BRIDGETOWN, Barbados, April 29, 2007– Sri Lanka captain Mahela Jayawardene believes that Australia have that something extra which separates champions from the others.
Australia won the World Cup for a record third successive time when they completed a 53-run victory on Duckworth-Lewis method against Sri Lanka in virtual darkness at the Kensington Oval here on Saturday.
“I think they always keep improving. A lot of teams have competed really well against Australia in the past, but maybe when they come to a big tournament they seem to have that little bit of extra,” said Jayawardene.
“They have different ways of going about things. They went unbeaten when it was difficult to remain unbeaten in the tournament because of different conditions and opposition, but they played really good cricket.”
Australia are unbeaten in their 29 Cup matches beginning with 1999, with their last 22 wins coming under Ricky Ponting’s captaincy.
“Probably wait for some of their players to retire soon. One (fast bowler Glenn McGrath) is going,” Jayawardene said when asked of the gap between Australia and other nations.
“We thought we had a very decent chance in the final. We initially thought that it’s a 100-over game and had an even chance, but they proved us wrong. They have some very good players who deliver in big games.”
The Sri Lankan captain was all praise for Australian wicketkeeper-batsman Adam Gilchrist who smashed an unbeaten 149 – the highest ever in a World Cup final – off 104 balls with eight sixes and 13 fours.
Man-of-the-match Gilchrist’s blitz helped Australia post a challenging 281-4 off 38 overs. Sri Lanka were 206-7 after their a rain-revised target of 269 off 36 overs.
“That was a brilliant innings and unfortunately I was the opposing captain looking at it. He did the same to us in one of the VB finals at Brisbane,” Jayawardene said, referring to Gilchrist’s century at Brisbane last year.
“I can’t take anything away from our guys because they bowled in good areas. It was solid hitting. You can’t control when Gilly is in that kind of mood and it was difficult chasing after that.”
Jayawardene said he was still satisfied with his team’s performance in the tournament because the players put in a lot of hard work.
“I am very proud of the guys because they put in very good effort. When we were leaving Sri Lanka, we were a good team but no one expected us to be in the final,” said Jayawardene.

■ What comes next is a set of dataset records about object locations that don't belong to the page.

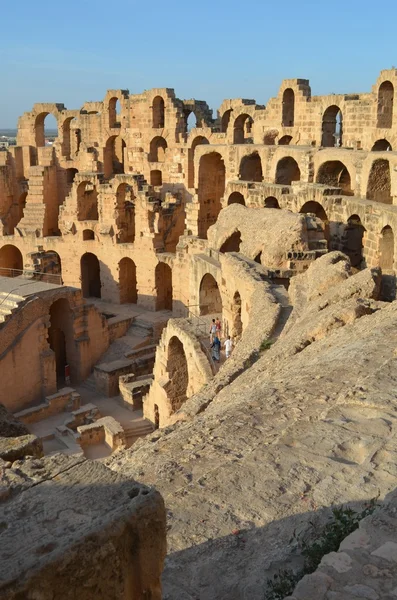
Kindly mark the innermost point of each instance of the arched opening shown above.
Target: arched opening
(269, 138)
(271, 202)
(243, 130)
(287, 171)
(288, 108)
(285, 140)
(386, 249)
(127, 281)
(156, 417)
(156, 178)
(379, 183)
(232, 244)
(381, 146)
(114, 156)
(178, 374)
(236, 198)
(125, 214)
(114, 112)
(316, 209)
(237, 324)
(158, 146)
(209, 296)
(158, 113)
(199, 140)
(385, 105)
(163, 283)
(251, 168)
(334, 173)
(225, 120)
(352, 243)
(45, 129)
(332, 128)
(87, 202)
(11, 261)
(211, 187)
(88, 235)
(90, 276)
(60, 337)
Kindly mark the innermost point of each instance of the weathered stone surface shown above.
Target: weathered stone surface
(70, 528)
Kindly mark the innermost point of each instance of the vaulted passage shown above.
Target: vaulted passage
(232, 244)
(287, 171)
(90, 276)
(353, 241)
(332, 128)
(236, 198)
(87, 202)
(127, 281)
(210, 191)
(11, 261)
(178, 374)
(379, 184)
(288, 108)
(335, 174)
(209, 297)
(251, 168)
(385, 105)
(163, 283)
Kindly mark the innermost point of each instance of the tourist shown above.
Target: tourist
(212, 331)
(228, 345)
(216, 348)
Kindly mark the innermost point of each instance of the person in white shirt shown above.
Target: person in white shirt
(228, 345)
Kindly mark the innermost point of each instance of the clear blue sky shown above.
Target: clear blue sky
(73, 51)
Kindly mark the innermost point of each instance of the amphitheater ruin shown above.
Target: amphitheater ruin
(120, 242)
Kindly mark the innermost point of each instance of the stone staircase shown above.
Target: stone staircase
(9, 304)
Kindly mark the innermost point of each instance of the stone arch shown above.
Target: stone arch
(332, 127)
(127, 281)
(285, 140)
(225, 120)
(315, 208)
(251, 168)
(271, 202)
(199, 140)
(125, 214)
(381, 146)
(385, 105)
(114, 110)
(236, 198)
(114, 156)
(40, 127)
(90, 276)
(288, 117)
(287, 171)
(335, 174)
(88, 235)
(242, 129)
(232, 243)
(158, 146)
(352, 241)
(87, 202)
(178, 375)
(237, 324)
(158, 113)
(156, 178)
(379, 182)
(386, 249)
(163, 283)
(210, 300)
(11, 261)
(61, 337)
(211, 187)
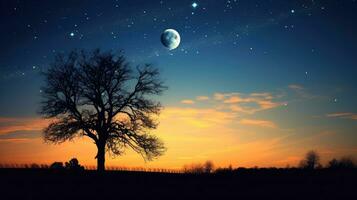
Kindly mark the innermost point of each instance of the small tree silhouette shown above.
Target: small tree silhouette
(98, 95)
(208, 166)
(311, 161)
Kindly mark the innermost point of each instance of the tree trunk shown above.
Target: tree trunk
(101, 157)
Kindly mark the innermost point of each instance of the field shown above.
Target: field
(238, 184)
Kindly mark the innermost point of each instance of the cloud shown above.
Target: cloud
(248, 103)
(11, 125)
(202, 98)
(295, 87)
(199, 117)
(188, 101)
(343, 115)
(260, 123)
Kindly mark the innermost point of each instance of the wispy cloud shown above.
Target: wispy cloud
(202, 98)
(344, 115)
(10, 125)
(260, 123)
(295, 87)
(248, 103)
(188, 101)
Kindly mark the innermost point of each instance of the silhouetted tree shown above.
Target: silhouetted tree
(100, 96)
(311, 161)
(208, 166)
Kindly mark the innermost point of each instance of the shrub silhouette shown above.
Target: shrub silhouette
(57, 166)
(73, 164)
(343, 163)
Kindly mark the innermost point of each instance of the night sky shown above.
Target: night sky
(251, 83)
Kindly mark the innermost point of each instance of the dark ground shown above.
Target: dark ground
(241, 184)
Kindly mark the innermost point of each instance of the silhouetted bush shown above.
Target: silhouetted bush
(311, 161)
(343, 163)
(34, 166)
(73, 164)
(57, 166)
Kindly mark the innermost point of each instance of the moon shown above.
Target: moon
(171, 39)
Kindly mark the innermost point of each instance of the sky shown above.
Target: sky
(252, 83)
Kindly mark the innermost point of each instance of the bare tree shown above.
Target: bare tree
(100, 96)
(208, 166)
(311, 161)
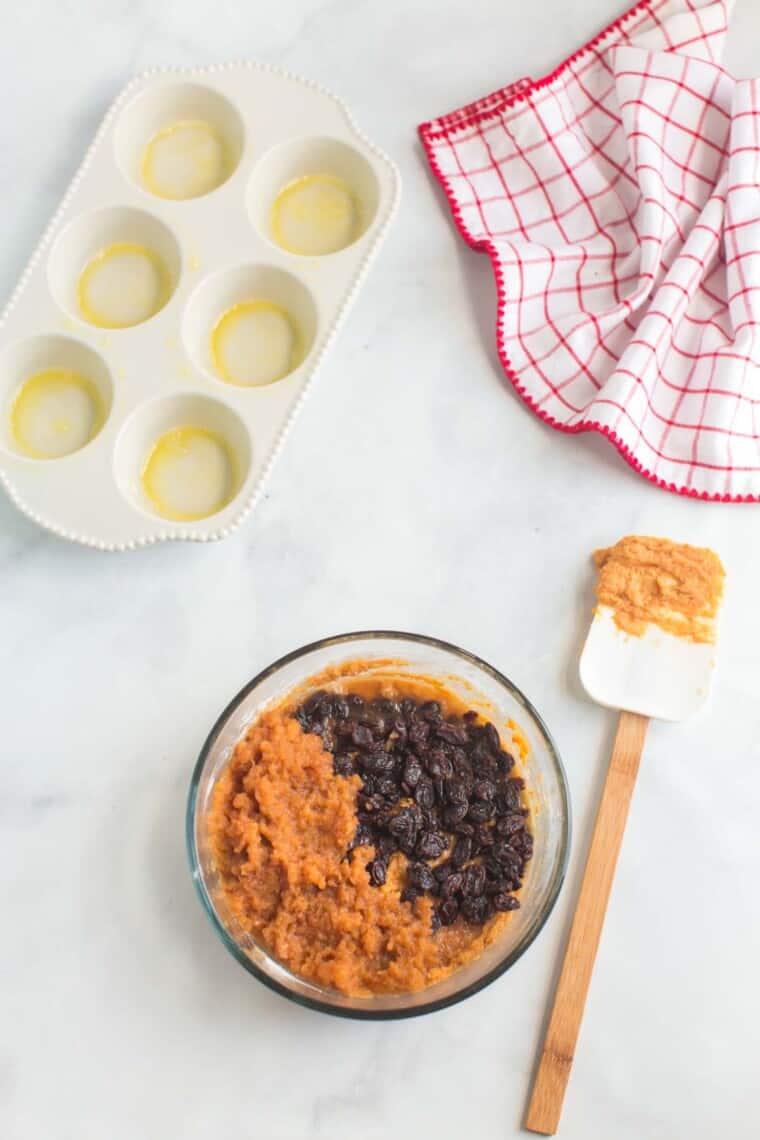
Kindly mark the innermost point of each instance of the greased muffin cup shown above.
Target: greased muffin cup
(168, 327)
(482, 687)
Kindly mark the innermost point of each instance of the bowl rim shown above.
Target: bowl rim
(316, 1003)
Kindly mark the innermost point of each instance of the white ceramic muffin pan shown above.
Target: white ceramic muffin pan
(215, 250)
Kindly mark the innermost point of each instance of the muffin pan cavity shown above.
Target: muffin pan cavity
(313, 196)
(56, 397)
(177, 309)
(250, 326)
(179, 140)
(182, 457)
(114, 268)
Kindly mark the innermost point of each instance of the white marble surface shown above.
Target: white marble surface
(416, 491)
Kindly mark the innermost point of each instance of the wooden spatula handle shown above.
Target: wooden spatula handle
(574, 979)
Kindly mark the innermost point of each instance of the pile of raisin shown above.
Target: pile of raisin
(432, 786)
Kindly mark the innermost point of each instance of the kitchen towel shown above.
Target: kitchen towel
(619, 201)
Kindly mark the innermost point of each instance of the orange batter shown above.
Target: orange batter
(280, 825)
(652, 580)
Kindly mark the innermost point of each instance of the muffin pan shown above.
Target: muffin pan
(164, 334)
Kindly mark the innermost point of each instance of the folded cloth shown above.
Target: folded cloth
(619, 200)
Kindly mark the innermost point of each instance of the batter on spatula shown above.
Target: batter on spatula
(654, 581)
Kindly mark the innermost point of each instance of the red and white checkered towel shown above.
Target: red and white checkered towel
(619, 200)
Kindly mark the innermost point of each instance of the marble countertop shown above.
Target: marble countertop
(415, 493)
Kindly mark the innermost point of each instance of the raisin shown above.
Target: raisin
(424, 792)
(463, 851)
(475, 909)
(431, 845)
(377, 872)
(343, 765)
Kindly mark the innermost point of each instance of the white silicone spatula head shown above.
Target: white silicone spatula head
(655, 674)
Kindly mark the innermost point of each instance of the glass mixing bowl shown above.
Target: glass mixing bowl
(475, 681)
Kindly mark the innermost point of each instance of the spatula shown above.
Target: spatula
(655, 675)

“We proved a lot of people wrong because we worked very hard in the last six months. I am really proud of the way the guys performed in the tournament.
“I am disappointed with the final because this is a lifetime opportunity for you to win a World Cup. We didn’t play that well, but obviously it was because of a brilliant knock.”

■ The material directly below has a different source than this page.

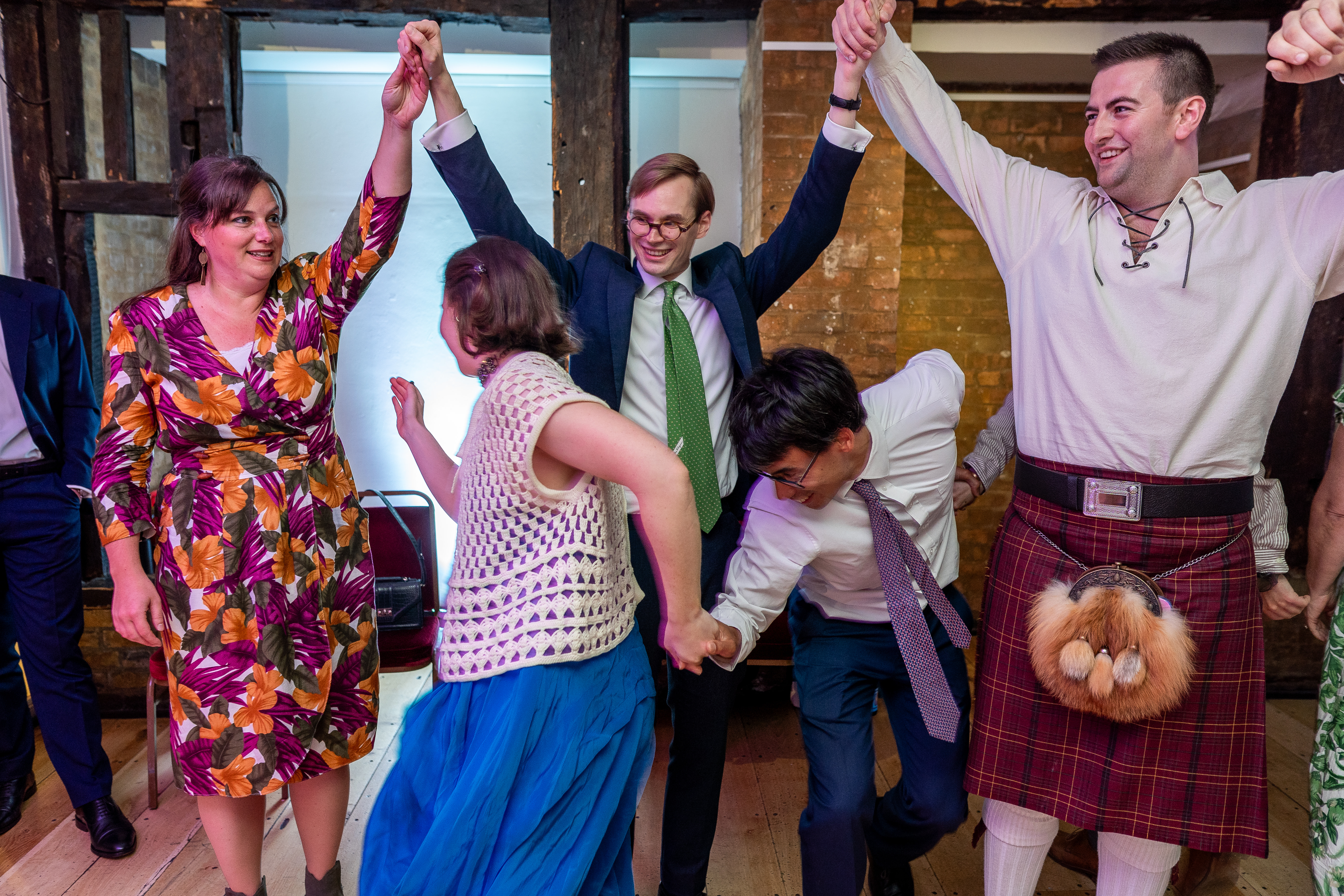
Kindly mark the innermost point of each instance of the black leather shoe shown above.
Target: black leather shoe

“You try different things, but sometimes even a mistimed shot went over the ropes, so it was Gilly for you. You just have to wait for an opportunity. I thought 240-250 would have been a very competitive to chase.”
Sri Lanka looked in the game when opener Sanath Jayasuriya (63) and wicketkeeper-batsman Kumar Sangakkara (54) put on 116 for the second wicket.
“The way Sanath and Sanga chased we thought we had a chance, but after the rain we had to go for the Duckworth-Lewis method and take few chances. We lost three wickets and that was it,” said Jayawardene.